I think there are a few ways in which I, in my own life and choices, can effect the issue of climate change. I think the first step is to try to reduce my carbon footprint by try to walk and take public transportation whenever I can and by also recycling and composting whenever I can. These are the first small steps I can take. I think the next thing I can do is help build the social movement around climate change. As stated in the global challenges discuss, in order for politicians to take this issue seriously we must show that we are concerned about this issue and willing to make changes and that climate change is at the forefront of our thoughts and concerns. This can be done by protesting and signing petitions. This can also be done by contacting my senator or house representative’s office and expressing my concern about climate change and organizing others to do so as well.
I think another thing that is really important and that was also stated during Global challenges is that we cannot be complacent about this issue. If we care about it we have to talk about it and fight for reform. This again can be done through protesting or presenting concerns to a politician in senate or congress, and even at the local level. Another important topic that was touched on is that in this era, action at the local level is going to become increasingly important. Therefore we must appeal to our local governors about passing climate regulation.
Another way that I could get involved is by protesting and petitioning big companies to become more eco friendly. Even though I myself could become more eco friendly, it is much more effective if big companies try to reduce their carbon footprint. Again, by expressing concerns to local and federal politicians there can be regulations passed that restrict companies from producing as much of a carbon foot print, but another way we can go after the companies is by addressing them directly.
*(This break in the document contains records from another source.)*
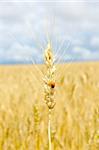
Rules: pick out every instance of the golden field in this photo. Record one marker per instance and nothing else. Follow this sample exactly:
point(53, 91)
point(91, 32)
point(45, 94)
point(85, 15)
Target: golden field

These are the actions that I can take now as a college student. It mostly involves me being very conscious of my own carbon footprint and trying to reduce it, and ensuring that my concerns about climate change are heard, but in the future I hope to be able to do more. I hope to go on to be a lawyer, and later a politician. I think in both these fields I can enact movement towards preservation of our climate. I hope as well that when I am in these positions I can bring these issues to a more global focus by digging into international relationships. I think that agreements such as the Paris agreement are great steps to making a unified global effort to preserve our nation. But hopefully we will progress to more restrictions and cleaner energy sources in the future and I hope to help facilitate those agreements and transitions.